The remaining Legionnaires for the above action then pushed into the center woods to make a grab for the (overly) valuable chest. The Death Raiders seeing that change in plan, emptied out their camp’s defensive force to also race to the center. The battle in the woods did not last quite a long as the battle for the hilltop but it was just as epic. Both sides fought heroically, and many died in up close melee combat.
In the end, the Legionnaires ended up with the chest in the hands of one of their large Sitan Apes who made a run for the board edge in hopes of a certain victory. Once again, the Death Raider’s mortar crew finds their mark and puts an end to that plan. It is rumored that one of the mortar crew was heard saying “Take your stinking paws off that chest, you damned dirty ape!” in the brief seconds before he fired the weapon. The mortar round on target, the Ape dead, and the chest laying on the ground: The raiders were hoping beyond hope that this brief reprieve might allow them to recapture the chest. Unfortunately for them, the battle in the woods and hilltop left them too short of troops to push past the remaining Legionnaire defenders in order to reach it. The Legionnaires were able to send two members of their team to pick up the chest and move it safely off the battlefield.
Of the 20 figures per side that started the the game, the Legionnaires ended it with six remaining and the Death Raiders with nine. The survivors all received eliteness rating improvement from Green to Regular while the dead are replaced with new fresh Green troops. So although the Legionnaires won this battle, they will be a little bit handicap for the next one. It will be interesting to see how this affects the players choices going forward: Will they protect their improved troops so they can improve even more by continuing to survive the next battle? Will they give up on winning a game sooner in order to preserve their numbers? This should be an interesting driver for a wide array of subplots to give scenarios more variation.

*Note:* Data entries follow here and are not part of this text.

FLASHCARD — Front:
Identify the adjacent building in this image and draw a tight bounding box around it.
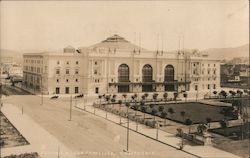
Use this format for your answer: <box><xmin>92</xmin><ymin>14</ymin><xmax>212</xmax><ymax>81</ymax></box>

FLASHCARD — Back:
<box><xmin>23</xmin><ymin>35</ymin><xmax>220</xmax><ymax>94</ymax></box>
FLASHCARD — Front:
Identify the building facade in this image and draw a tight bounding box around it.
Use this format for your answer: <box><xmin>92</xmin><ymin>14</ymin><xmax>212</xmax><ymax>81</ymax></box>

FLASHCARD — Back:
<box><xmin>24</xmin><ymin>35</ymin><xmax>220</xmax><ymax>94</ymax></box>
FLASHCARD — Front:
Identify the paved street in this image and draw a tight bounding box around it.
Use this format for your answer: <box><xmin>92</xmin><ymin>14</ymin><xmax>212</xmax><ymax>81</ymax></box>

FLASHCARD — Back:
<box><xmin>3</xmin><ymin>95</ymin><xmax>197</xmax><ymax>158</ymax></box>
<box><xmin>78</xmin><ymin>102</ymin><xmax>242</xmax><ymax>158</ymax></box>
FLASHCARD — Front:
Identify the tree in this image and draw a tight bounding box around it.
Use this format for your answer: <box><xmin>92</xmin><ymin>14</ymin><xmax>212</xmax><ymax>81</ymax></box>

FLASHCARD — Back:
<box><xmin>220</xmin><ymin>90</ymin><xmax>227</xmax><ymax>99</ymax></box>
<box><xmin>180</xmin><ymin>111</ymin><xmax>186</xmax><ymax>122</ymax></box>
<box><xmin>213</xmin><ymin>91</ymin><xmax>217</xmax><ymax>95</ymax></box>
<box><xmin>237</xmin><ymin>90</ymin><xmax>243</xmax><ymax>97</ymax></box>
<box><xmin>118</xmin><ymin>100</ymin><xmax>122</xmax><ymax>124</ymax></box>
<box><xmin>220</xmin><ymin>119</ymin><xmax>228</xmax><ymax>135</ymax></box>
<box><xmin>185</xmin><ymin>118</ymin><xmax>193</xmax><ymax>133</ymax></box>
<box><xmin>149</xmin><ymin>104</ymin><xmax>155</xmax><ymax>108</ymax></box>
<box><xmin>111</xmin><ymin>97</ymin><xmax>116</xmax><ymax>108</ymax></box>
<box><xmin>151</xmin><ymin>109</ymin><xmax>157</xmax><ymax>121</ymax></box>
<box><xmin>141</xmin><ymin>106</ymin><xmax>147</xmax><ymax>120</ymax></box>
<box><xmin>183</xmin><ymin>92</ymin><xmax>187</xmax><ymax>102</ymax></box>
<box><xmin>197</xmin><ymin>124</ymin><xmax>207</xmax><ymax>135</ymax></box>
<box><xmin>144</xmin><ymin>93</ymin><xmax>148</xmax><ymax>101</ymax></box>
<box><xmin>104</xmin><ymin>95</ymin><xmax>110</xmax><ymax>108</ymax></box>
<box><xmin>98</xmin><ymin>95</ymin><xmax>102</xmax><ymax>108</ymax></box>
<box><xmin>168</xmin><ymin>107</ymin><xmax>174</xmax><ymax>119</ymax></box>
<box><xmin>229</xmin><ymin>90</ymin><xmax>236</xmax><ymax>98</ymax></box>
<box><xmin>158</xmin><ymin>105</ymin><xmax>164</xmax><ymax>112</ymax></box>
<box><xmin>163</xmin><ymin>92</ymin><xmax>168</xmax><ymax>103</ymax></box>
<box><xmin>153</xmin><ymin>93</ymin><xmax>159</xmax><ymax>105</ymax></box>
<box><xmin>174</xmin><ymin>92</ymin><xmax>179</xmax><ymax>103</ymax></box>
<box><xmin>161</xmin><ymin>111</ymin><xmax>168</xmax><ymax>125</ymax></box>
<box><xmin>206</xmin><ymin>117</ymin><xmax>212</xmax><ymax>129</ymax></box>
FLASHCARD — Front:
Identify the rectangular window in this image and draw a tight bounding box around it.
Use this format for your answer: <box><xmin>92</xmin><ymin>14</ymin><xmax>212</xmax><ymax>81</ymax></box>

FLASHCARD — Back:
<box><xmin>56</xmin><ymin>87</ymin><xmax>60</xmax><ymax>94</ymax></box>
<box><xmin>194</xmin><ymin>85</ymin><xmax>198</xmax><ymax>91</ymax></box>
<box><xmin>65</xmin><ymin>87</ymin><xmax>69</xmax><ymax>94</ymax></box>
<box><xmin>56</xmin><ymin>69</ymin><xmax>60</xmax><ymax>75</ymax></box>
<box><xmin>95</xmin><ymin>87</ymin><xmax>99</xmax><ymax>94</ymax></box>
<box><xmin>75</xmin><ymin>87</ymin><xmax>79</xmax><ymax>93</ymax></box>
<box><xmin>75</xmin><ymin>69</ymin><xmax>79</xmax><ymax>75</ymax></box>
<box><xmin>66</xmin><ymin>69</ymin><xmax>69</xmax><ymax>75</ymax></box>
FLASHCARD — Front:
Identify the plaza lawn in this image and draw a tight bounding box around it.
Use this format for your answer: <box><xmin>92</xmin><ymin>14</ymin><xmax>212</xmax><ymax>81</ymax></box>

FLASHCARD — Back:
<box><xmin>209</xmin><ymin>123</ymin><xmax>250</xmax><ymax>140</ymax></box>
<box><xmin>0</xmin><ymin>112</ymin><xmax>29</xmax><ymax>148</ymax></box>
<box><xmin>143</xmin><ymin>102</ymin><xmax>235</xmax><ymax>124</ymax></box>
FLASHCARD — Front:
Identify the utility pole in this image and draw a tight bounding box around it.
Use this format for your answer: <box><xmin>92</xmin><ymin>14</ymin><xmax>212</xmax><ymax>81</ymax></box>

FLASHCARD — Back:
<box><xmin>40</xmin><ymin>74</ymin><xmax>43</xmax><ymax>105</ymax></box>
<box><xmin>156</xmin><ymin>122</ymin><xmax>159</xmax><ymax>140</ymax></box>
<box><xmin>127</xmin><ymin>106</ymin><xmax>129</xmax><ymax>152</ymax></box>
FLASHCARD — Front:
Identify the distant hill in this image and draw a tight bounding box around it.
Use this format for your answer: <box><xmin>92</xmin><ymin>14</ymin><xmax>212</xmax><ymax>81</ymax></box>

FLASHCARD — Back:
<box><xmin>205</xmin><ymin>44</ymin><xmax>249</xmax><ymax>61</ymax></box>
<box><xmin>0</xmin><ymin>49</ymin><xmax>23</xmax><ymax>64</ymax></box>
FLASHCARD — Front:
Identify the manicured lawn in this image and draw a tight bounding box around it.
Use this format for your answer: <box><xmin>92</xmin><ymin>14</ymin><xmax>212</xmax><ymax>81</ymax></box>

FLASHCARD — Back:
<box><xmin>209</xmin><ymin>123</ymin><xmax>250</xmax><ymax>140</ymax></box>
<box><xmin>141</xmin><ymin>102</ymin><xmax>234</xmax><ymax>123</ymax></box>
<box><xmin>4</xmin><ymin>152</ymin><xmax>40</xmax><ymax>158</ymax></box>
<box><xmin>0</xmin><ymin>112</ymin><xmax>29</xmax><ymax>148</ymax></box>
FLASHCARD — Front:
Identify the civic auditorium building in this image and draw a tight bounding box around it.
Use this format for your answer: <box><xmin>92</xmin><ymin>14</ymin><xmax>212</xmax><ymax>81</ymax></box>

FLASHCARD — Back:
<box><xmin>23</xmin><ymin>35</ymin><xmax>220</xmax><ymax>94</ymax></box>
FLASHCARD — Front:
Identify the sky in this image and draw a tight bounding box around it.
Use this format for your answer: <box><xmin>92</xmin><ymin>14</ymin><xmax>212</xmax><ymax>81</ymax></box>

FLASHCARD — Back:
<box><xmin>0</xmin><ymin>0</ymin><xmax>249</xmax><ymax>50</ymax></box>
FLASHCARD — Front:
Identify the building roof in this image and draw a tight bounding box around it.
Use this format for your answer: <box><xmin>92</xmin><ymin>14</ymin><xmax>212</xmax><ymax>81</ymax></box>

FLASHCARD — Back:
<box><xmin>88</xmin><ymin>34</ymin><xmax>145</xmax><ymax>51</ymax></box>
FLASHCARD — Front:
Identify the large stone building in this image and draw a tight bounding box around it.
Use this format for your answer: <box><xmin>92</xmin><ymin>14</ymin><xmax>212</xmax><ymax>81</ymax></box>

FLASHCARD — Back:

Overall, the scenario was super fun to play. Being a mirrored battle, I was a little skeptical before hand. I just wanted the built in balance for rules playtest reasons but now, I feel it will be a fun and valuable scenario to include with the game. It should really help new players learn the rules in a more controlled environment. It would also be super fun to run as a tournament to see how various players would handle the same situations. Any thoughts? Let us know.